Pero la bonanza duraría hasta el próximo zarpazo. Para 2017, concomitando con la tercera reelección al hilo del líder sandinista Daniel Ortega y de cara a las municipales de noviembre de ese año, el Congreso de Estados Unidos ya amasaba la Nica Act, primera de una serie de sanciones que vendría después.

Aprobada finalmente en 2018, la ley nombrada oficialmente Nicaraguan Investment Conditionality Act (Ley de Condicionamiento a la Inversión Nicaragüense) buscó el bloqueo de los préstamos de las instituciones financieras internacionales a Managua, entre otras medidas punitivas, a menos que esta tomara «medidas efectivas para celebrar elecciones libres, justas y transparentes», argumentaron sus promotores de la ultraderecha floridana de origen cubano, tan engañosamente como se hace contra Venezuela o contra la propia Nicaragua, otra vez, ahora mismo.

La respuesta de Daniel Ortega fue consecuente con las circunstancias. Se trataba, denunció, de «la continuidad de políticas históricas de injerencia imperial de EE. UU. en Nicaragua».Es lo que vemos hoy.

Historia que es presente

No fue aquel, sin embargo, el único flanco de agresión.

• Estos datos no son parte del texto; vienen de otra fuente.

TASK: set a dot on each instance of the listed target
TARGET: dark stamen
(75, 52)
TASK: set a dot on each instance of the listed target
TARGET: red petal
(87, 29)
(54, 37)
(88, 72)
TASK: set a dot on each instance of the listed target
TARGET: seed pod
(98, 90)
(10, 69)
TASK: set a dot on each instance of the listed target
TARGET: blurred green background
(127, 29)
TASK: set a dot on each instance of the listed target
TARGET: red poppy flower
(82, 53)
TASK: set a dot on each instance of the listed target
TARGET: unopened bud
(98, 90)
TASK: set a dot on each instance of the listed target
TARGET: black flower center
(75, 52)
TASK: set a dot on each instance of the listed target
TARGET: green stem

En abril del propio 2018, las inusitadas y masivas manifestaciones con que cientos de nicaragüenses se hicieron a la calle tras el detonante de una reforma a la seguridad social que de inmediato había sido derogada, constituyó la implementación en Nicaragua de un capítulo de guerra no convencional que ya había sido probada en Europa del Este y en algunos países del Medio Oriente: «revoluciones de colores» que en verdad son bien oscuras, y sumieron a Nicaragua en meses de inestabilidad con su cuota de arrestados, muertos y heridos.

Por los canales subterráneos hacía rato había vuelto a correr el dinero enviado desde EE. UU. para fomentar la oposición y la subversión, como a finales de la década de 1980.

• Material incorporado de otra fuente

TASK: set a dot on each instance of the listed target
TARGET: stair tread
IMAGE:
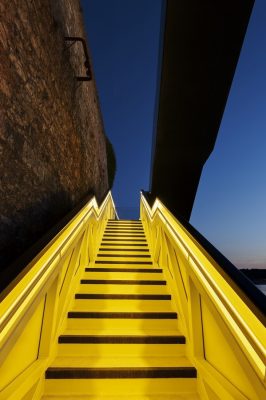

Según investigaciones citadas por el sitio Misión Verdad, solo para apoyar una red de comunicación que sostuviera la estrategia mediática contra el sandinismo, se ha canalizado por medio de la Usaid (Agencia de Estados Unidos para el Desarrollo Internacional), unos diez millones de dólares desde el año 2009. Siete millones de ese total fueron para la llamada Fundación Violeta Barrios de Chamorro para la Reconciliación y la Democracia entre 2014 y 2021.

El artículo califica a la Fundación como «un vehículo central para el apoyo financiero, técnico y logístico masivo de Washington a la oposición nicaragüense, actuando como lo que la CIA llama un “punto de paso”: una organización de terceros que sirve como un canal aparentemente independiente para dar financiamiento del Gobierno de EE. UU. a grupos políticos y medios de comunicación extranjeros».

En total, se calcula que desde el retorno sandinista al poder, Washington ha canalizado para la misma causa, decenas de millones de dólares.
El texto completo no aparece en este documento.